Smart choices require us to pay attention to our instincts while also using rational thought. Sometimes we need to override our natural desire for a short-term gain in order to ensure long-term benefits. We also have to make a conscious effort to discard false influences on our thinking. As investors, we are warned that, “Past performance is no guarantee of future results,” but we often believe it is. And that makes sense – We also hear that, “Experience is the best teacher.” That is true in the long run, but we are overly influenced by what has happened to us most recently.
When we get lucky, or someone compliments us, we get a surge of pleasure that influences our next decision. We are more likely to say “Yes” to a question or take a risk. When we have a loss, or failure, or are criticized, we become depressed. Then we are more likely to say “No” or to avoid taking another chance. If we were out in the wild foraging for food, those would be good instincts. They aren’t so hot in our modern, complicated lives. Most of the time our next decision has very little to do with the previous one or to what just happened to us. But we act as though everything is related, and sometimes make very bad decisions as a result.

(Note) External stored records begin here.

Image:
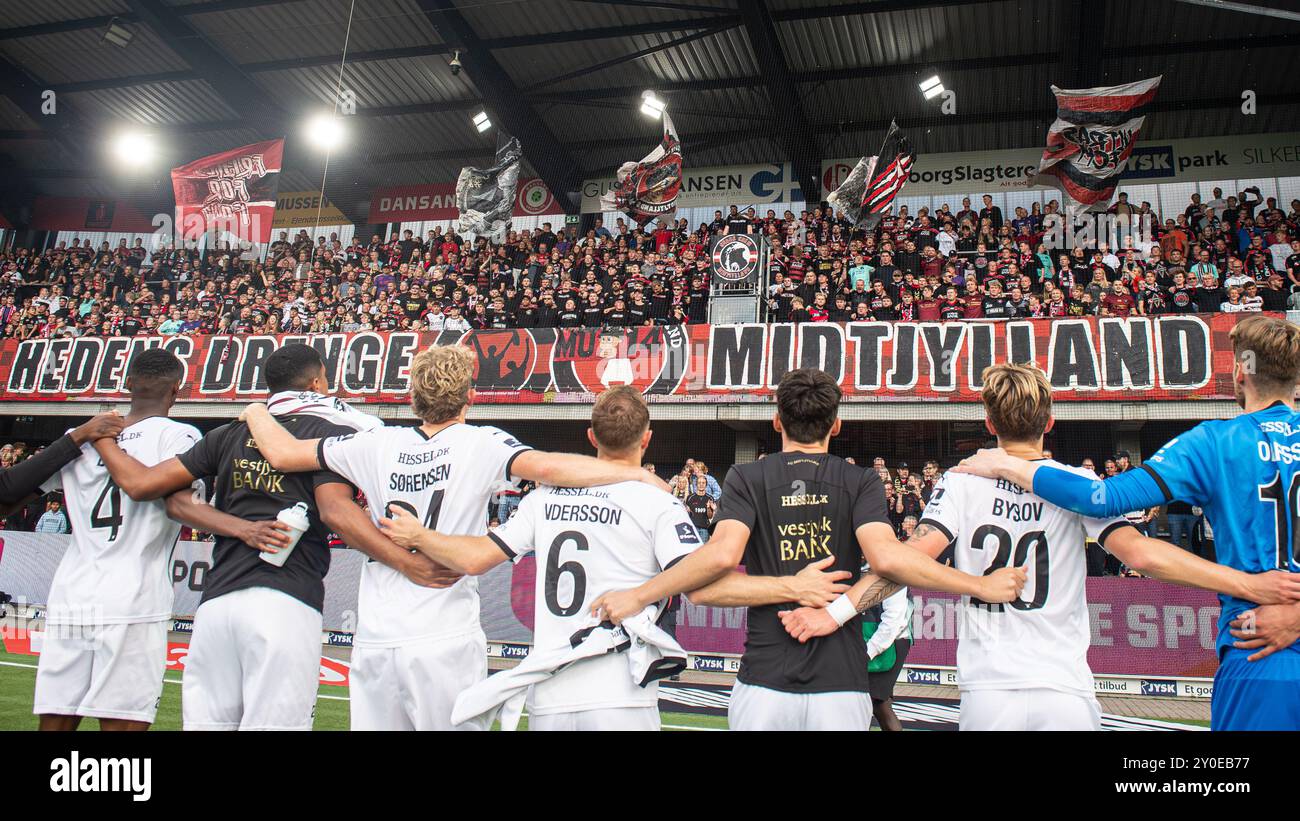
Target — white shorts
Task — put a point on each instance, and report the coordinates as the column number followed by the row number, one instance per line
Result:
column 761, row 708
column 102, row 670
column 1028, row 709
column 254, row 663
column 415, row 686
column 619, row 719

The only way to overcome this is to be aware of it. If you catch yourself becoming angry, stop and think about it. Anger and depression are not good environments for making wise choices. If you’re really happy, that’s a little better, but can also prove costly. This isn’t easy. We are servants of our emotions, and they are useful when we need to make a quick decision, but they get in the way of careful choices. Stop for a moment between tasks. Break the chain of false cause and effect.
Don’t Be So Sure
We tend to discount or ignore information that contradicts what we already believe to be true. This is known as “confirmation bias” and is one of the reasons for the permanent gap between liberal and conservative politicians, people of different religions, and so on. Successful people are able to put aside what they “know” to be true when new information tells them something else. We aren’t very good at this, so somehow we have to break the pattern.
Jonah Lehrer writes, “The only way to counteract the bias for certainty is to encourage some inner dissonance.” Be open to new ideas, especially when your first reaction is to ignore them. You may realize that your preconceptions were incomplete or just plain wrong. Shake up your certainty and listen before you leap.
A Hero’s Choice
“You chose… wisely.” – Guardian of the Grail, “Indiana Jones and the Last Crusade”
We make tough decisions all the time never knowing whether we are making the right choice. But we can use experience to help us decide on each new decision. In my case, I know that Quest for Glory, Castle of Dr. Brain, and Shannara would not exist if I had chosen the “safe” path of working at “regular” programming jobs. Perhaps I would have made the jump years later and created some different games. But at some point, we have to take that leap of faith to realize our potential.
A Hero does not sit back and play it safe. Like Indiana Jones, a Hero takes worthwhile risks for big results. He uses his knowledge and wisdom to help decide – What kind of man first used the Grail? – but in the end, he makes the decision and lives (or dies) with the results. If the gamble fails, the Hero learns from the failure, but never quits. He just chooses more carefully and correctly the next time.
Don’t be afraid of making a difficult decision; fortunately, very few of yours will result in a horrible and painful death. Choices give you the chance to change your destiny. Make the most of your choices to make a positive difference in the world.